Der neue kaiserliche Palast wurde auf Initiative von Nikolaus I. in der Zeit von 1838 bis 1850 an dem Ort errichtet, an dem zuvor der alte Großfürstliche Palast von Ivan III. und später der Palast von Kaiserin Elisabeth Petrowna, der im 18. Jahrhundert erbaut wurde, stand. Die Planung und der Bau wurden von einer Gruppe von Architekten durchgeführt, zu der N.I. Tschitschagow, W.A. Bakarew, F.F. Richter, P.A. Gerasimow, F.G. Solzow und andere gehörten, unter der Leitung von K.A. Ton, der als Begründer des „byzantinisch-russischen Stils“ bekannt ist.

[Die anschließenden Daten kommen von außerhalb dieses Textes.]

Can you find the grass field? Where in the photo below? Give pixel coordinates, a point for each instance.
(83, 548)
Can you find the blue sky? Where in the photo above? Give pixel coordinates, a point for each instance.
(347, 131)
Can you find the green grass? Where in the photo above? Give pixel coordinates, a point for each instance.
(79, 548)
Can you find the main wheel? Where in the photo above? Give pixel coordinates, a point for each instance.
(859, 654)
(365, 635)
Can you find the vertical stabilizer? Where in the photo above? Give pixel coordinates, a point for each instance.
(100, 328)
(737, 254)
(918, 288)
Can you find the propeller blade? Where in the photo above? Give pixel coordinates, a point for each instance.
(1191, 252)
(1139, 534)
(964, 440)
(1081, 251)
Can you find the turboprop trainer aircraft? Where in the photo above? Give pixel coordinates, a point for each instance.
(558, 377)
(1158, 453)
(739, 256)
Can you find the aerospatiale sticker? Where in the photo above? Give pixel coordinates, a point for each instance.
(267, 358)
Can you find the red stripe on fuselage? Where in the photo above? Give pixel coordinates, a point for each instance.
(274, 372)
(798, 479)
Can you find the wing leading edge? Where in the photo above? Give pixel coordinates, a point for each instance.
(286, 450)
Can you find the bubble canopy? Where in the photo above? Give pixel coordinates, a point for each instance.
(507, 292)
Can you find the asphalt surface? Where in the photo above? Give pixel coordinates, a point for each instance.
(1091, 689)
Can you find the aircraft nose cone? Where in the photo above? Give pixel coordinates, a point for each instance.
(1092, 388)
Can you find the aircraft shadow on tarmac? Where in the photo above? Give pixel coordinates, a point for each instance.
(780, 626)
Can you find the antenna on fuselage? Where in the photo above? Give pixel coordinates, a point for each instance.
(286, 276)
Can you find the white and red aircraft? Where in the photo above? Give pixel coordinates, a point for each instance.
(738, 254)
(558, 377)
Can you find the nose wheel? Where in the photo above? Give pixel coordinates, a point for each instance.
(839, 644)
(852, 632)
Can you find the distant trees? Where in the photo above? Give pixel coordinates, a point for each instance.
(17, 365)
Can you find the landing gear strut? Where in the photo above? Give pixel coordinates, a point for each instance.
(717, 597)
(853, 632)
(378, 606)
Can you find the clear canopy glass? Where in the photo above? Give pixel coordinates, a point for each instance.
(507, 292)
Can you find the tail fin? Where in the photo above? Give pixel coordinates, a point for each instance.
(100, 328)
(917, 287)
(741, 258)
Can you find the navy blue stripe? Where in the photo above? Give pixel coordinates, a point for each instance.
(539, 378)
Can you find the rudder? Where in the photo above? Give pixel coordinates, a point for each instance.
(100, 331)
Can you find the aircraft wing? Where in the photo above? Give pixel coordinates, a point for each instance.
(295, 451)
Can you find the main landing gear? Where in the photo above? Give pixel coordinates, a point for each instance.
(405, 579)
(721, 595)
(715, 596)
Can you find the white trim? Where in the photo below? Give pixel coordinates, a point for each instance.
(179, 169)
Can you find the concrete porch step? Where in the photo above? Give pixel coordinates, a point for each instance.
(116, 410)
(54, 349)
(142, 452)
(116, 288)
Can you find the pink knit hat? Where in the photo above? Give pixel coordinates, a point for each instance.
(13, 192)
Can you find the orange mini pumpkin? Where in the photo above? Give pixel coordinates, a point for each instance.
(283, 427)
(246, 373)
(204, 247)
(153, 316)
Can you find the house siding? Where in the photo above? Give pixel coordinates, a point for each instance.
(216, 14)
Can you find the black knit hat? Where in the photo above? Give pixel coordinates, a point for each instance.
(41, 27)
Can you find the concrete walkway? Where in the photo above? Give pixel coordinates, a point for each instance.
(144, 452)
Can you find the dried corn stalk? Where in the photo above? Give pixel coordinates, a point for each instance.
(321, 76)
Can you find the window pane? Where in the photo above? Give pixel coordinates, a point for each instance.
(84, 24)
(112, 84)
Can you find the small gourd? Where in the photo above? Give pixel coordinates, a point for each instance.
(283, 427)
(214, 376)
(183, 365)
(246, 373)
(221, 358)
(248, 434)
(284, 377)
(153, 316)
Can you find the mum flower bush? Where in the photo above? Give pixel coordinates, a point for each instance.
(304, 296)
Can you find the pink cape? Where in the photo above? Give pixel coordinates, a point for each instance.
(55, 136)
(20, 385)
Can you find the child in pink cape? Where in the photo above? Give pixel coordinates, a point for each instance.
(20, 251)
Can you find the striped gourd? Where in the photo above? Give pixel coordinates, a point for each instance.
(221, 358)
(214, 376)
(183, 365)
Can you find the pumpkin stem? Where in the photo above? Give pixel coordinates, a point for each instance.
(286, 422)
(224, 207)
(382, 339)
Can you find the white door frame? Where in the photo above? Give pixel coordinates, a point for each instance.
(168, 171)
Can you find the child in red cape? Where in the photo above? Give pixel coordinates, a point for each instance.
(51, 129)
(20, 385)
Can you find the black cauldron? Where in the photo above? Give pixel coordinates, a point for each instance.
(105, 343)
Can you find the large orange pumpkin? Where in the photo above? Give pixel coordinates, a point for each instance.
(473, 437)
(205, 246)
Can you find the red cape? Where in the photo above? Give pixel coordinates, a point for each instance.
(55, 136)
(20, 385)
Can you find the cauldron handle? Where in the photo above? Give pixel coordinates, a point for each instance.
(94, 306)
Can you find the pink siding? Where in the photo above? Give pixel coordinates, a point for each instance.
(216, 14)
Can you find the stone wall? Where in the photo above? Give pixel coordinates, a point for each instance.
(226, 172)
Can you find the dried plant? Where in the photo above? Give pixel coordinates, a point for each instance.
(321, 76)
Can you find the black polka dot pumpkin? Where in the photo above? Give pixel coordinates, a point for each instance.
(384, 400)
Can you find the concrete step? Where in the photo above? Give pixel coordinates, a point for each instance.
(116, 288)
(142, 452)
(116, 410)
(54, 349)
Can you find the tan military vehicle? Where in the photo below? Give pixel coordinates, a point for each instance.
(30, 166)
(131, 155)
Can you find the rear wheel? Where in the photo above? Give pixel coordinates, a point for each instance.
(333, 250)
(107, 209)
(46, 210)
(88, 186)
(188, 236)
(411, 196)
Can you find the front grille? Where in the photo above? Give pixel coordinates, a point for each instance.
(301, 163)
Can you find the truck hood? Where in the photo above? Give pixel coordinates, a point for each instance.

Der Palastkomplex, der den Namen „Großer Kremlpalast“ erhielt, umfasste sowohl das neue Gebäude als auch die erhaltenen Bauwerke aus dem späten 15. bis 17. Jahrhundert, die zuvor Teil der großfürstlichen und königlichen Residenz waren. Dazu gehören die Granowitaya-Kammer, die Goldene Zarin-Kammer, der Terem-Palast und die Palastkirchen. Nach der Fertigstellung der Waffenkammer im Jahr 1851 und dem angrenzenden Gebäude der Apartments im Norden, das durch einen Luftübergang mit dem Palastkomplex verbunden war, wurde ein einheitliches Ensemble des Großen Kremlpalastes geschaffen, das kompositorisch und stilistisch verbunden war.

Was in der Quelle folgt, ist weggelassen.